The Breadth and Depth of Slavery’s Wounds

Panel for Case Presentation
Patrizia Pallaro (Conference Co-chair) and Chris Thomas (Conference co-chair and Clinical Discussant) Andrew Price (Presenter) Michael Kaufman (IPI-Metro Chair)

Imagine a young African American man raised proudly by his mother, and now the first generation to go to college. Why might he fall victim to depression and academic failure? What effect does the context of poverty, violence and drug abuse have on such a young man? Dissociating himself from the pain, he breaks from his past. As soon as he sees the possibility of success, he feels the shame of separating from his roots and hurting the loved ones from whom he is growing apart. It is hard for a man in that situation to stay true to himself and aggressively develop his potential, and hard for his mother to believe he will be safe in a world that targets and disables aggressive young Black men. The trauma of slavery generations back reaches far into future generations. How do we stop its transmission?

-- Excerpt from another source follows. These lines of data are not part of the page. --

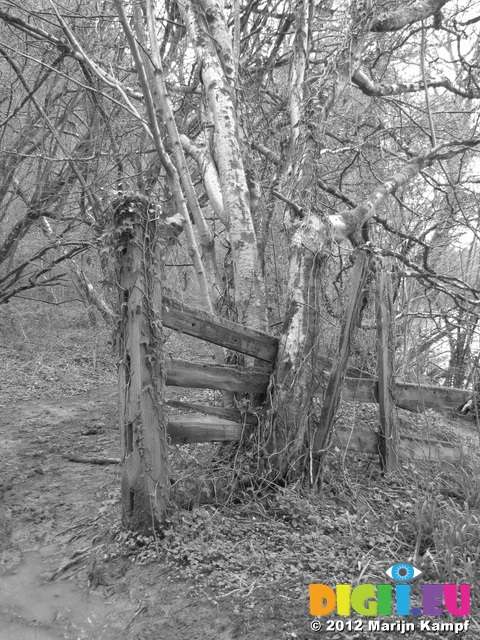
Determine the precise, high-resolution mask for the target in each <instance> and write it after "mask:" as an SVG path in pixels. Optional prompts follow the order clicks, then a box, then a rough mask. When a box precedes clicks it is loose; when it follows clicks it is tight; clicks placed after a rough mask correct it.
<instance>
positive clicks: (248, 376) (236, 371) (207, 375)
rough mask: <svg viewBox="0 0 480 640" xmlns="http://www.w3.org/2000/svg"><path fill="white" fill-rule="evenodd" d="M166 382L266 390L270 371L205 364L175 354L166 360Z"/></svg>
mask: <svg viewBox="0 0 480 640" xmlns="http://www.w3.org/2000/svg"><path fill="white" fill-rule="evenodd" d="M165 364H166V370H167V385H171V386H174V387H195V388H198V389H222V390H225V391H236V392H237V393H265V392H266V390H267V386H268V382H269V379H270V373H269V372H268V371H265V370H264V369H258V368H256V367H250V368H245V367H236V366H233V365H215V364H203V363H199V362H187V361H185V360H178V359H175V358H172V359H171V360H167V361H166V363H165Z"/></svg>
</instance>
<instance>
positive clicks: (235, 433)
mask: <svg viewBox="0 0 480 640" xmlns="http://www.w3.org/2000/svg"><path fill="white" fill-rule="evenodd" d="M245 428H247V429H248V428H252V426H247V427H245V426H244V425H242V424H240V423H238V422H233V421H231V420H222V419H220V418H217V417H215V416H205V415H191V414H185V415H177V416H170V417H169V419H168V426H167V430H168V435H169V438H170V442H171V444H191V443H195V442H238V441H239V440H240V439H241V437H242V433H243V430H244V429H245ZM332 444H333V445H334V446H338V447H339V448H342V449H345V448H346V449H347V450H348V451H356V452H358V453H368V454H378V434H377V433H375V432H374V431H354V432H353V433H352V432H351V431H350V430H346V429H337V431H336V432H335V434H334V437H333V441H332ZM462 455H463V452H462V449H461V447H458V446H454V445H452V444H450V443H449V442H441V441H436V440H432V441H428V440H422V439H420V438H419V439H417V438H409V437H401V438H400V441H399V445H398V456H399V457H400V458H405V459H417V460H418V459H419V460H430V461H431V462H456V461H458V460H460V459H461V458H462Z"/></svg>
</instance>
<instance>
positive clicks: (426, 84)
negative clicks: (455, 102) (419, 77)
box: [420, 20, 437, 147]
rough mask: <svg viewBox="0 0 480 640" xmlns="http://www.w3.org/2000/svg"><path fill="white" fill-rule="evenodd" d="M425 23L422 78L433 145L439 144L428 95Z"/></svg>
mask: <svg viewBox="0 0 480 640" xmlns="http://www.w3.org/2000/svg"><path fill="white" fill-rule="evenodd" d="M425 55H426V50H425V25H424V23H423V20H422V41H421V51H420V67H421V70H422V79H423V86H424V88H425V106H426V107H427V116H428V126H429V127H430V141H431V143H432V147H435V146H436V145H437V138H436V136H435V127H434V126H433V118H432V111H431V109H430V96H429V95H428V87H427V76H426V74H425Z"/></svg>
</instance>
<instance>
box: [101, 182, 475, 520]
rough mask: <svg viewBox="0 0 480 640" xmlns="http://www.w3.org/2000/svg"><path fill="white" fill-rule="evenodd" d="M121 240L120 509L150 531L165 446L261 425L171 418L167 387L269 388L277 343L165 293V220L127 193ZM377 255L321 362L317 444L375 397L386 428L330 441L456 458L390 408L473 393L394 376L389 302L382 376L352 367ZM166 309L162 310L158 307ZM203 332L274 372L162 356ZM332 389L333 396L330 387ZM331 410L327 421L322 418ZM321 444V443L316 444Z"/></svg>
mask: <svg viewBox="0 0 480 640" xmlns="http://www.w3.org/2000/svg"><path fill="white" fill-rule="evenodd" d="M113 206H114V217H115V223H116V230H115V233H116V235H117V239H118V246H117V247H116V256H117V270H116V278H117V282H118V299H119V328H118V352H119V371H118V388H119V425H120V445H121V453H122V509H123V515H124V521H125V522H126V523H127V524H128V525H130V526H132V525H133V526H134V527H135V528H137V529H138V528H143V529H145V530H148V529H150V528H151V527H152V526H155V524H156V523H158V522H161V521H164V520H165V518H166V505H167V500H168V490H169V482H168V474H167V459H168V455H167V443H168V441H170V442H171V443H191V442H219V441H236V440H240V439H241V438H242V436H243V435H244V432H245V430H252V429H258V428H260V426H259V425H257V421H256V417H255V416H254V415H249V414H246V413H240V412H239V411H235V410H233V409H223V408H221V407H207V406H202V405H192V404H190V403H180V402H174V401H170V402H169V404H170V406H176V407H177V408H179V407H180V408H182V407H183V408H185V409H188V410H189V411H191V410H193V411H197V412H198V413H196V414H191V413H188V414H185V415H171V416H170V417H169V418H167V412H166V411H165V406H164V382H166V384H167V385H175V386H180V387H196V388H208V389H219V390H224V391H230V392H236V393H255V394H264V393H266V391H267V388H268V385H269V382H270V376H271V374H272V371H273V367H274V361H275V359H276V357H277V351H278V347H279V344H278V340H277V339H276V338H274V337H272V336H269V335H266V334H264V333H261V332H259V331H253V330H251V329H248V328H245V327H243V326H241V325H239V324H237V323H235V322H231V321H229V320H225V319H222V318H218V317H216V316H213V315H211V314H209V313H206V312H204V311H199V310H198V309H194V308H192V307H189V306H187V305H185V304H182V303H180V302H178V301H176V300H173V299H171V298H168V297H165V296H163V292H162V290H161V279H160V278H159V277H158V274H159V269H160V270H161V264H162V242H164V236H165V234H164V229H162V221H161V217H160V216H158V212H157V210H156V207H155V206H152V205H151V203H150V202H149V201H148V199H146V198H144V197H143V196H140V195H138V194H124V195H122V196H121V197H119V198H118V200H117V201H115V202H114V203H113ZM371 262H372V257H371V256H367V254H363V255H362V254H361V253H360V254H358V253H357V261H356V267H355V270H354V277H353V278H352V284H353V286H352V288H351V291H350V296H349V300H348V304H347V313H346V314H345V316H344V319H343V321H342V325H341V331H340V341H339V346H338V357H337V358H336V359H335V362H334V363H330V362H329V361H328V360H326V359H325V358H319V367H320V368H321V371H319V373H323V374H324V382H325V384H324V385H323V386H322V387H321V388H319V389H318V391H317V395H318V396H320V397H321V398H322V406H323V409H322V414H321V416H320V424H321V425H322V427H321V429H320V428H319V429H317V432H316V434H315V441H314V446H315V449H316V450H317V451H318V450H320V449H324V448H325V446H326V445H325V446H324V445H323V440H324V437H325V434H327V435H329V434H330V431H331V429H330V428H329V427H330V424H331V422H332V420H333V417H334V415H335V411H336V406H337V405H338V402H339V401H340V400H341V399H343V401H344V402H350V401H356V402H378V403H379V405H380V412H379V413H380V432H379V433H376V432H373V431H371V432H369V431H366V432H361V431H358V430H355V431H353V432H345V431H338V430H337V433H336V435H335V436H334V438H335V439H334V440H333V444H334V445H335V444H336V445H338V446H340V447H342V448H346V449H347V450H350V451H360V452H365V453H380V456H381V460H382V464H383V466H384V467H385V468H387V469H389V468H390V469H391V468H394V465H395V461H396V458H397V457H408V458H424V459H427V460H432V461H433V460H442V461H449V462H453V461H455V460H458V459H459V458H460V457H461V453H462V452H461V450H460V448H458V447H455V446H452V445H451V444H449V443H442V442H430V441H428V440H425V439H417V438H415V439H413V438H406V437H402V436H398V435H397V434H396V431H395V423H394V420H393V418H392V414H393V409H395V408H398V407H401V408H403V409H407V410H409V411H424V410H425V409H428V408H436V409H453V408H456V407H458V406H460V405H462V404H464V403H465V402H466V401H467V400H468V398H469V396H470V393H469V392H468V391H464V390H462V389H446V388H443V387H425V386H422V385H414V384H405V383H402V382H400V381H395V380H394V379H393V378H392V366H391V360H392V359H391V358H390V356H389V355H388V353H387V352H388V349H389V344H390V342H389V340H390V338H389V328H388V325H389V320H388V313H387V311H386V309H387V307H386V306H385V305H384V306H380V307H379V309H378V313H377V319H378V323H379V326H380V327H381V331H380V330H379V331H378V332H377V337H378V342H379V344H380V345H381V347H380V350H381V352H380V355H381V356H382V357H381V362H380V357H379V363H380V364H379V368H378V376H379V382H377V380H375V379H374V378H373V377H372V376H371V375H367V374H364V373H363V372H361V371H359V370H358V369H355V368H354V367H349V366H348V356H349V353H350V347H349V345H350V344H351V342H352V341H353V339H354V336H355V330H356V327H357V326H358V321H357V320H358V309H359V301H360V300H361V297H362V296H363V288H364V286H365V283H366V281H367V280H368V278H369V273H370V272H371V271H372V269H370V270H369V268H368V267H369V265H370V264H371ZM160 309H161V311H160ZM164 327H168V328H171V329H174V330H176V331H180V332H183V333H185V334H188V335H191V336H194V337H196V338H200V339H202V340H205V341H207V342H211V343H213V344H216V345H220V346H221V347H224V348H226V349H231V350H233V351H237V352H239V353H242V354H245V355H247V356H250V357H254V358H256V359H257V360H262V361H264V362H266V363H270V365H271V366H270V368H267V369H265V368H260V367H257V368H256V367H248V368H242V367H238V366H233V365H230V366H227V365H223V366H220V365H214V364H204V363H196V362H185V361H183V360H178V359H167V362H164V359H163V352H162V349H163V346H162V345H163V328H164ZM325 389H326V392H325ZM325 416H327V419H325V420H323V418H324V417H325ZM317 440H318V441H321V446H317Z"/></svg>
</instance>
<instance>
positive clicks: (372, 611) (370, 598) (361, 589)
mask: <svg viewBox="0 0 480 640" xmlns="http://www.w3.org/2000/svg"><path fill="white" fill-rule="evenodd" d="M367 602H368V603H369V606H368V607H366V606H365V605H366V604H367ZM352 607H353V609H354V610H355V611H356V612H357V613H359V614H360V615H361V616H376V615H377V609H378V607H377V601H376V598H375V585H373V584H359V585H358V587H355V589H354V590H353V593H352Z"/></svg>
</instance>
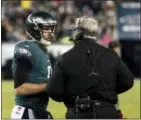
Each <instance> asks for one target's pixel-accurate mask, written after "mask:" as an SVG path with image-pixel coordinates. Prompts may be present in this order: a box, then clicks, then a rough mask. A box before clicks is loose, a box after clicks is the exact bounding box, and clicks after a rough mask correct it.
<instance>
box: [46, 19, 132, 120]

Featured speaker Dr. Janice Gump addressed the destruction of the attachment bond transmitted across generations and the enslavement that squashed healthy ambition and creativity in young African American men as a result of which mothers are therefore highly protective of their sons. Dr. Gump’s writings and presentation, the clinical presentation by Andrew Price, and discussion in the audience in large and small group affective learning processes alerted us to the impact of enslavement on the United States. White, Black, Hispanic and Asian therapists attending the workshop were privileged to learn from one another as we grappled with the issue of how we contribute to the problems of race. This is so important for therapists, because we have shared the position of the African American male client, all of us struggling with the issues of race, and all of us unable to freely address the obvious.

Audience engagment
Audience engagement

 

We were grateful for a meaningful experience at IPI in which we could voice our concerns and think together about race relations from an object relations perspective. Several people expressed their appreciation for the group conversation, saying they have been needing opportunities like this and had never experienced anything like it. One person said, “We need to have circles like this all over the world….it’s the only way we’re going to make progress.”